01:06:51So a Rogelle double feature in Tacoma.
01:06:54And in New York, it played first on the double bill
01:06:57with Columbia's Justice of the Range, starring Tim McCoy and Billy Seward.
01:07:03So New York City got a Billy Seward double feature.
01:07:07Well, what do you think of me now, baby?
01:07:17I like this final bit of comedy from Victor Killian as Tiny,
01:07:22and he will actually get the last line of dialogue in the film.
01:07:26But first, he loses his desired girl, Billy Seward, to Robert Allen.
01:07:31And that is now being paralleled by Ralph Bellamy actually getting the girl.
01:07:37Imagine that.
01:07:39An unusual experience for Ralph Bellamy in an A film,
01:07:42but not uncommon at all in his many, many Bs.

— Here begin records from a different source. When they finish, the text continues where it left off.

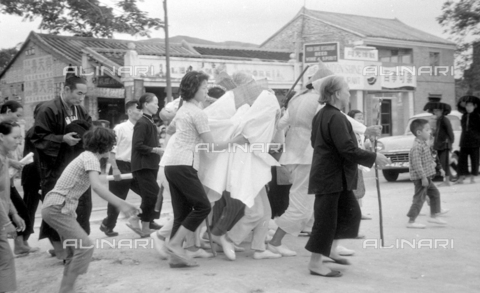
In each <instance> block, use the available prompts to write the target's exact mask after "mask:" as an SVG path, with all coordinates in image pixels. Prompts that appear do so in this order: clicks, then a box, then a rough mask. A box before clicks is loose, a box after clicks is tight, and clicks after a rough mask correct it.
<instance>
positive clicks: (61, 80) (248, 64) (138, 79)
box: [0, 32, 298, 129]
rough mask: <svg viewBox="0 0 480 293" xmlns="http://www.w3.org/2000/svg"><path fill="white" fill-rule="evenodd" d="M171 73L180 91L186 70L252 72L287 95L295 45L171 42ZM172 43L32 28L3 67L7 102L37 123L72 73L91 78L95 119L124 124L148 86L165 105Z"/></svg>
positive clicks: (291, 76)
mask: <svg viewBox="0 0 480 293" xmlns="http://www.w3.org/2000/svg"><path fill="white" fill-rule="evenodd" d="M170 56H171V58H170V76H171V84H172V90H173V95H174V97H178V86H179V84H180V81H181V78H182V77H183V75H184V74H185V73H186V72H188V71H190V70H202V71H204V72H206V73H207V74H209V75H210V76H211V78H210V80H209V83H210V84H212V85H213V84H214V83H215V78H214V77H215V76H216V74H217V73H218V72H219V71H226V72H227V73H228V74H232V73H233V72H235V71H237V70H243V71H247V72H250V73H251V74H252V75H253V76H254V77H255V78H257V79H263V80H266V81H267V83H268V86H269V87H270V88H272V89H274V90H276V92H277V93H279V95H282V94H284V93H286V92H287V90H288V89H289V88H290V87H291V85H292V84H293V82H294V81H295V76H296V75H297V74H298V73H297V72H296V71H295V70H296V69H295V68H296V67H295V62H292V60H290V59H291V52H289V51H288V50H270V49H258V48H253V49H251V48H232V47H229V48H225V47H216V46H206V45H195V44H188V43H186V42H182V43H181V44H171V45H170ZM165 70H166V60H165V46H164V44H163V43H158V42H143V41H137V42H132V41H127V40H115V39H97V38H83V37H69V36H58V35H47V34H37V33H35V32H32V33H30V35H29V36H28V38H27V40H26V41H25V42H24V44H23V46H22V47H21V49H20V50H19V52H18V53H17V55H16V56H15V57H14V58H13V60H12V61H11V62H10V63H9V64H8V65H7V67H6V68H5V70H4V71H3V72H1V73H0V102H3V101H4V100H5V99H14V100H18V101H20V102H21V103H22V104H23V105H24V113H25V115H24V116H25V117H24V118H25V121H26V128H27V129H28V127H30V126H31V125H33V109H34V107H35V105H37V104H38V103H40V102H43V101H47V100H51V99H53V98H55V97H58V96H59V95H60V93H61V91H62V89H63V87H64V82H65V75H66V73H67V71H73V72H75V73H76V75H78V76H83V77H85V78H86V80H87V86H88V92H87V96H86V98H85V100H84V106H85V107H86V108H87V110H88V111H89V113H90V115H91V116H92V118H93V119H94V120H107V121H109V122H110V125H111V126H114V125H115V124H117V123H119V122H120V120H121V118H122V116H123V115H124V113H125V102H126V101H128V100H131V99H138V98H139V97H140V96H141V94H143V93H144V92H152V93H155V94H156V96H157V97H158V98H159V104H160V108H162V107H163V105H164V104H165V102H166V101H165V97H166V74H165V73H166V72H165Z"/></svg>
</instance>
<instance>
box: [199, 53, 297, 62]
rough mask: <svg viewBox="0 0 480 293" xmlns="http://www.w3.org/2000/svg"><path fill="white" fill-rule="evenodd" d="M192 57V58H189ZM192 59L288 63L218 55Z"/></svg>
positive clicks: (203, 56)
mask: <svg viewBox="0 0 480 293" xmlns="http://www.w3.org/2000/svg"><path fill="white" fill-rule="evenodd" d="M190 57H192V56H190ZM194 58H202V59H222V60H223V59H225V60H238V61H261V62H269V63H273V62H278V63H288V61H284V60H275V59H260V58H247V57H234V56H218V55H201V56H195V57H194Z"/></svg>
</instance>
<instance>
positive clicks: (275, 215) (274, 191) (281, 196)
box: [267, 167, 292, 219]
mask: <svg viewBox="0 0 480 293" xmlns="http://www.w3.org/2000/svg"><path fill="white" fill-rule="evenodd" d="M290 187H292V185H291V184H289V185H278V184H277V168H276V167H272V181H270V182H269V183H268V189H267V196H268V201H269V202H270V207H271V209H272V219H274V218H276V217H280V216H281V215H283V213H285V211H286V210H287V208H288V204H289V196H290Z"/></svg>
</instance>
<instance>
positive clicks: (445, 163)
mask: <svg viewBox="0 0 480 293" xmlns="http://www.w3.org/2000/svg"><path fill="white" fill-rule="evenodd" d="M437 155H438V160H440V164H441V165H442V169H443V171H445V176H450V175H451V174H450V158H449V157H450V150H439V151H437Z"/></svg>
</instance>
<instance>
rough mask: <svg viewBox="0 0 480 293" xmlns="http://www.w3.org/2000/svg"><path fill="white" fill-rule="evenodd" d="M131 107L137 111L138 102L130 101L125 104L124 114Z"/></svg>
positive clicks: (134, 101) (128, 101) (137, 108)
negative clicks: (136, 108)
mask: <svg viewBox="0 0 480 293" xmlns="http://www.w3.org/2000/svg"><path fill="white" fill-rule="evenodd" d="M133 106H135V107H136V108H137V109H138V101H136V100H130V101H128V102H127V103H125V112H126V111H127V110H128V109H130V108H131V107H133Z"/></svg>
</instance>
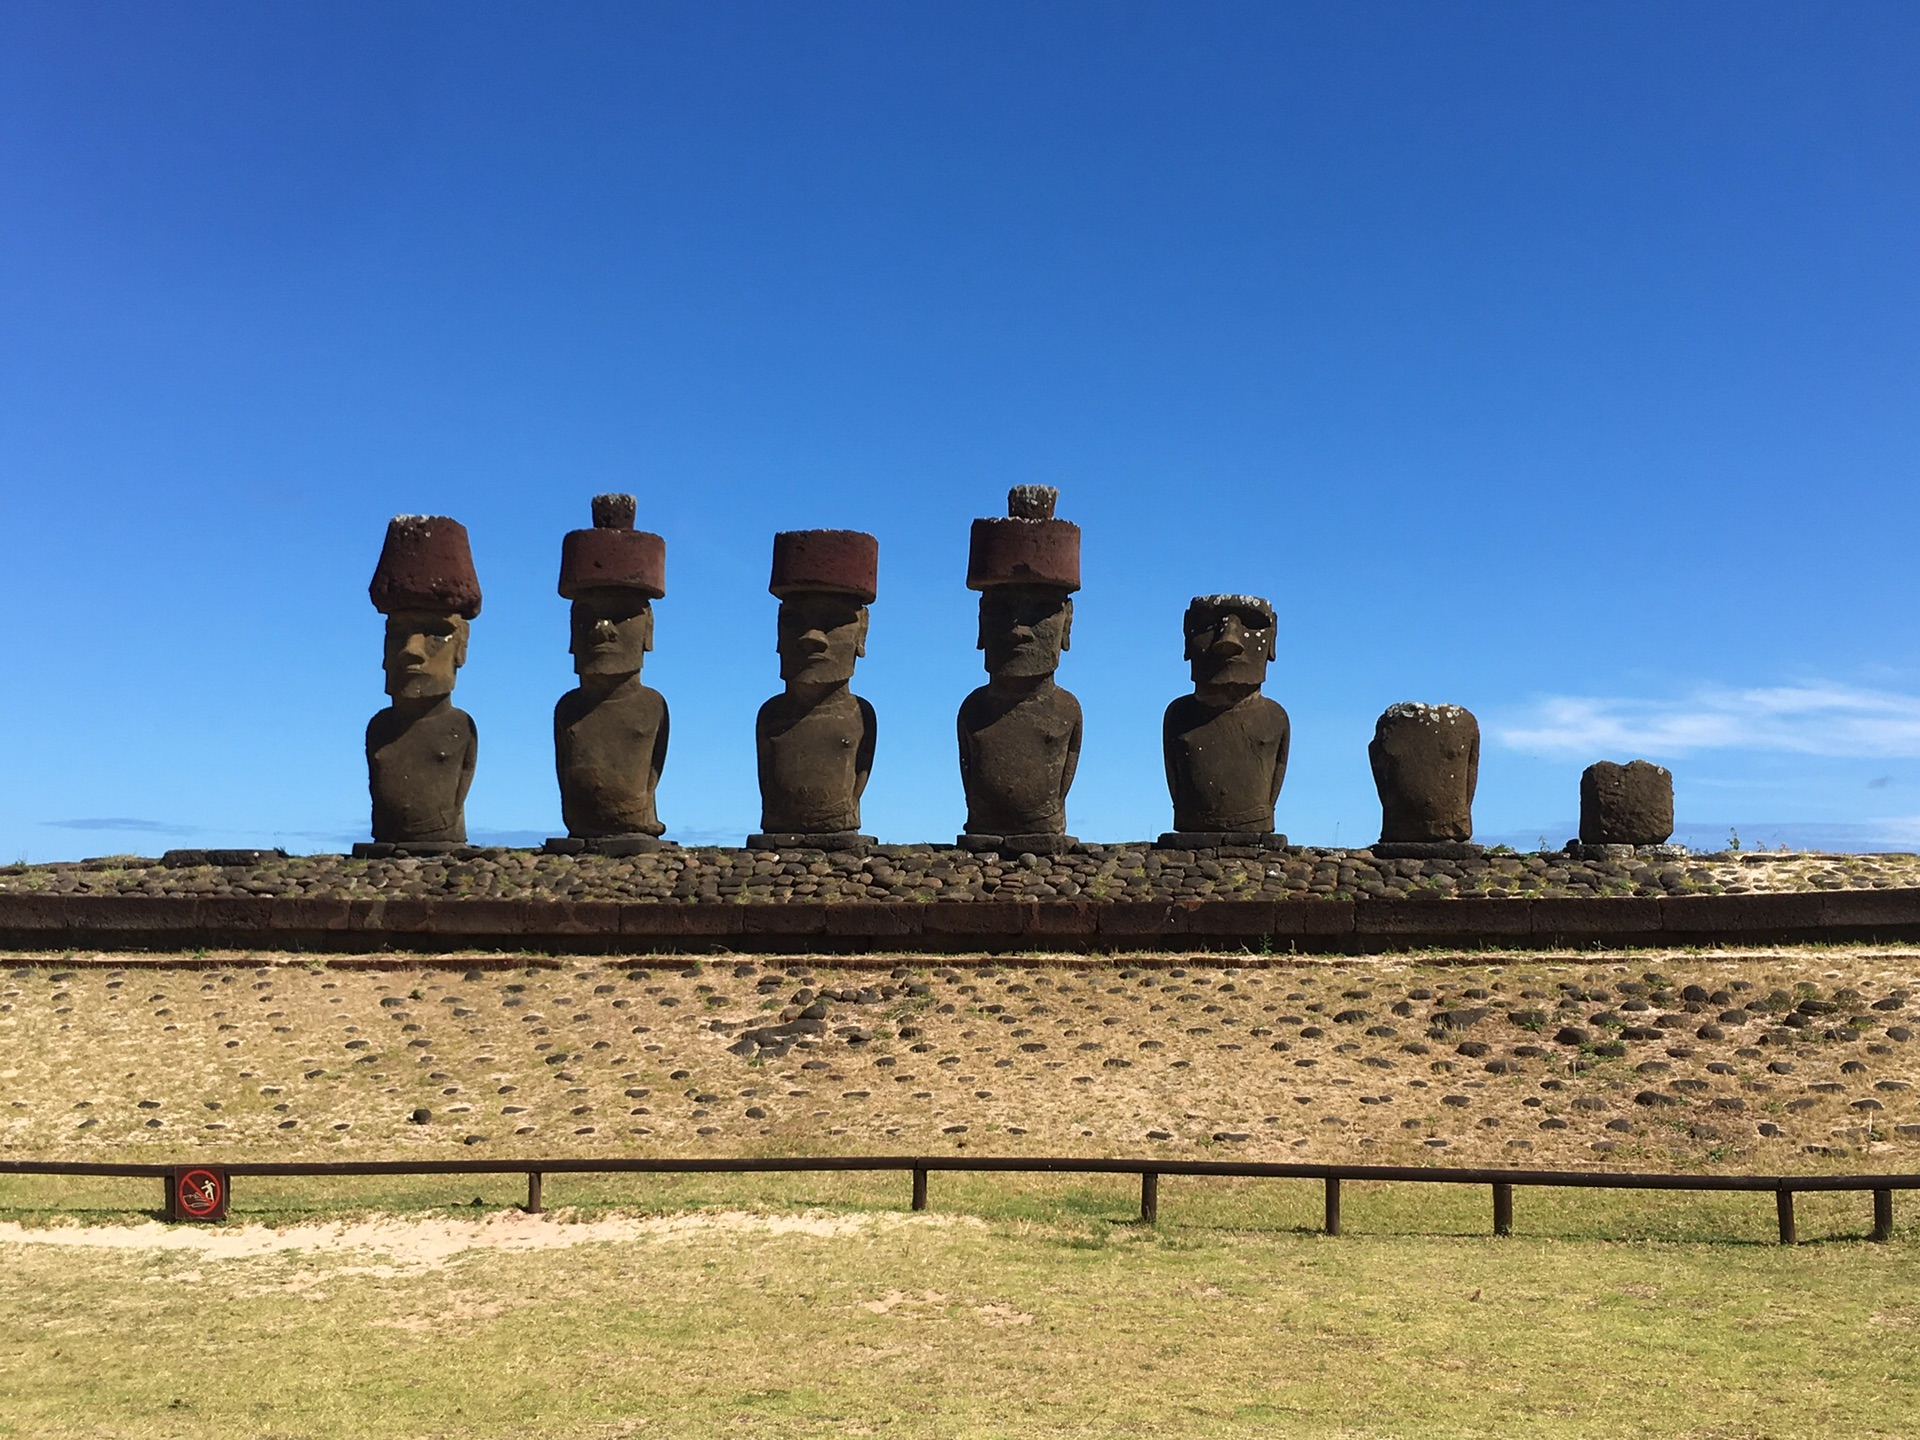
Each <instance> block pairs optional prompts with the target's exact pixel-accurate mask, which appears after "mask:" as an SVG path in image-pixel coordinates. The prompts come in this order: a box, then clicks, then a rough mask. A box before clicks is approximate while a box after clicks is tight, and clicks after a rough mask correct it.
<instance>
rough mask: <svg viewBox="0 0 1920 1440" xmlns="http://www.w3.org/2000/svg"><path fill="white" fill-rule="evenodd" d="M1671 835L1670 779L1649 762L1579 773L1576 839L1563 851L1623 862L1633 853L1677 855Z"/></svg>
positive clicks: (1671, 774) (1670, 799)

01:07:48Listen, you don't have to be anywhere today at five o'clock, do you?
01:07:51Why, no.
01:07:52How about riding with me as far as Washington, lady?
01:07:56Thank you for listening to this commentary.
01:07:58I do hope that you enjoyed Air Hawks as much as I do,
01:08:01and that you continue to enjoy the countless B movies from the golden era of Hollywood.
01:08:07There are gems out there waiting for you to discover them.
01:08:10I promise you.
01:08:12This is Jeremy Arnold saying so long.